II. Did the district court err in denying appellant’s motion to suppress the firearm as the product of an illegal search of the vehicle?
III. Did the district court commit reversible error by accepting appellant’s stipulation to an element of the charged offense without obtaining a proper waiver of appellant’s right to a jury determination of that element?
IV. Did the district court abuse its discretion by admitting evidence of appellant’s prior felony controlled substance conviction for impeachment purposes?

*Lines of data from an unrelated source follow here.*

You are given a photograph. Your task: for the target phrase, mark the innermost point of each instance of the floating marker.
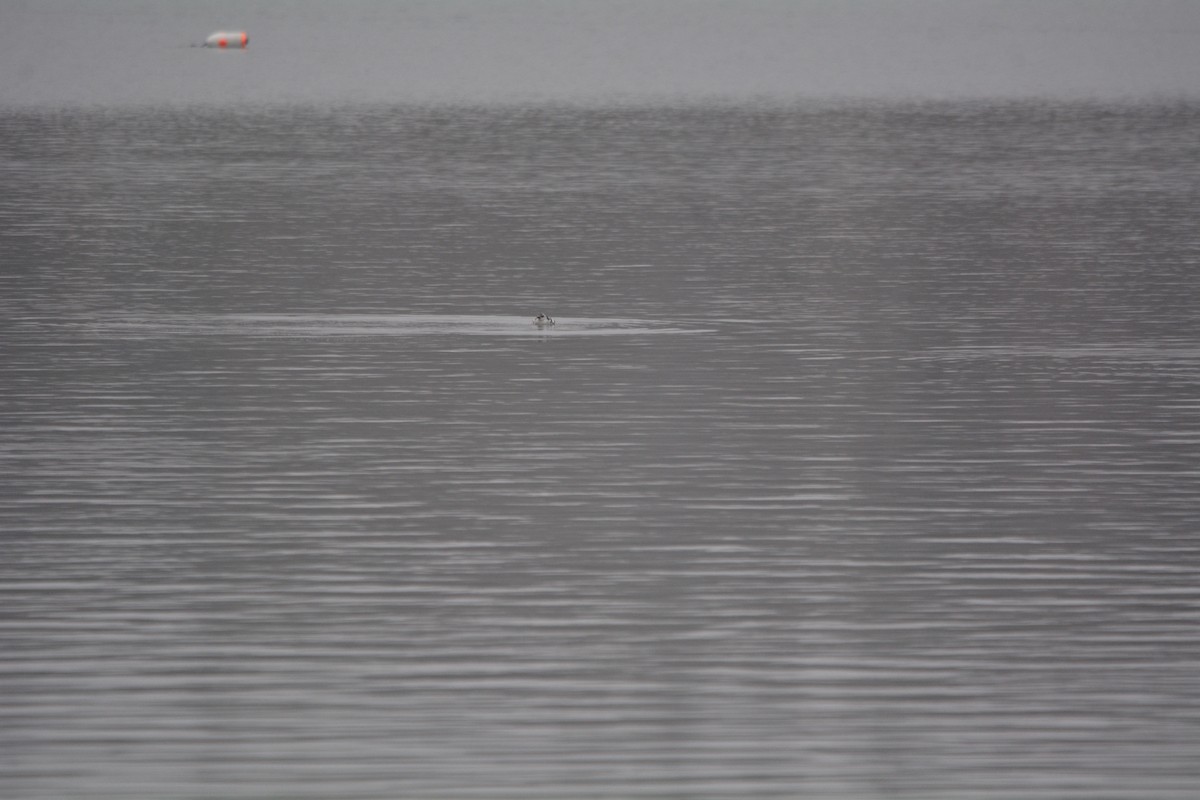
(226, 38)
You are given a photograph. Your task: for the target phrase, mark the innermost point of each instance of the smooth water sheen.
(863, 461)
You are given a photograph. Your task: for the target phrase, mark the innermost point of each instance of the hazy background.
(54, 52)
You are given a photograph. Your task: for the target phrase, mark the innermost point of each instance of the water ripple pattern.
(862, 464)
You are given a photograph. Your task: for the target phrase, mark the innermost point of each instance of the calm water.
(862, 463)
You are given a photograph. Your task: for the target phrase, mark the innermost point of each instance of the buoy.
(226, 38)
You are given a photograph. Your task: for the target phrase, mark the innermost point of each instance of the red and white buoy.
(227, 38)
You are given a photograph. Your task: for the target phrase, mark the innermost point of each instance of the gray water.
(861, 463)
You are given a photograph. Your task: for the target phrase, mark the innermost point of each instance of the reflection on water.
(862, 462)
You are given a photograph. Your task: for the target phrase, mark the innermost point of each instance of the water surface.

V. Did the district court abuse its discretion by denying appellant’s request to challenge the credibility of hearsay statements that were made to the police by an unavailable witness?
VI. Did the district court err by requiring appellant to make a copayment for the public defender without first determining his ability to pay?




The gun possession by an ineligible person statute establishes a life time prohibition; Mr. Craig argued that this violated the Second Amendment to the U.S. Constitution.  District of Columbia v. Heller, 554 U.S. 570, 595, 128 S. Ct. 2783, 2799 (2008).   Mr. Craig argued that this statute cannot survive strict-scrutiny analysis.  The court of appeals, however, elects for an intermediate level of scrutiny which looks to see if the statute is “substantially related to an an important governmental objective.”  Clark v. Jeter, 686 U.S. 456, 461, 108 S. Ct. 1910, 1914 (1988).  Under this analysis, the court of appeals rejects Mr. Craig’s Second Amendment challenge.
The Minnesota Supreme Court has accepted review of this issue.